Low-cost aerodynamics modelling for rotor-powered vehicles

Rotor-powered vehicles encompass helicopters, drones, and Advanced Air Mobility (AAM) systems. A NASA-commissioned study suggests that there could be as many as 1.25 billion AAM flights in the next ten years. The aerodynamic characteristics of these vehicles are highly intricate, significantly impacting their performance, manoeuvrability, and safety. Existing aerodynamics modelling methods suffer from either limited computational efficiency or accuracy, rendering them unsuitable for integration into AI-based design optimization and autonomous system. In this presentation, we will discuss a series of examples developed by our research group, focusing on novel aerodynamics modelling methods for rotor-powered vehicles employing uncertainty quantification method and AI-based sparse identification algorithms. The primary advantage of this approach lies in ensuring both the accuracy and computational efficiency in flight dynamics simulation, thereby achieving faster-than-real-time capability. Additionally, we will cover the latest progress and future research plans in algorithm development, including integration with onboard autonomous systems. 

Biography:

Dr.
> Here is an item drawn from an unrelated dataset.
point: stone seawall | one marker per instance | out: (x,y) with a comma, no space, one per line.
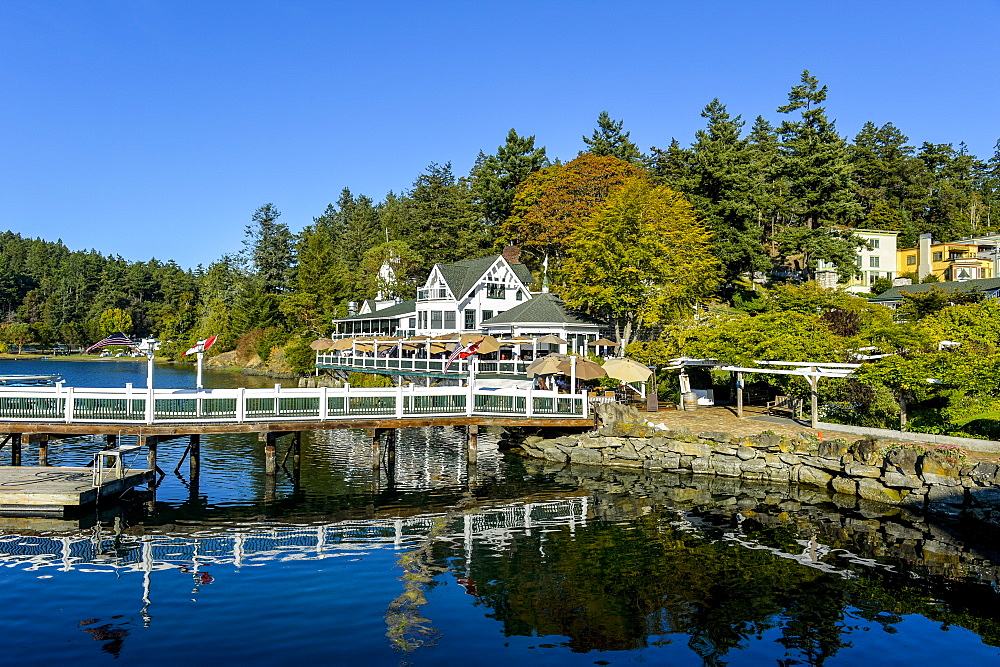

Ye Yuan is currently a lecturer in the Department of Aerospace Engineering at Swansea University. He received his Ph.D degree in Aerospace Engineering from Nanjing University of Aeronautics and Astronautics in 2019. Prior to Swansea, he was a postdoctoral researcher at University of Glasgow from 2019 to 2021. Dr Yuan’s research lies in the flight dynamics, control system, and flight safety for rotor-powered vehicle. His research has been supported by EPSRC (Engineering and Physical Sciences Research Council), Department for Transport UK, Connected Places Catapult, and other industrial companies globally. 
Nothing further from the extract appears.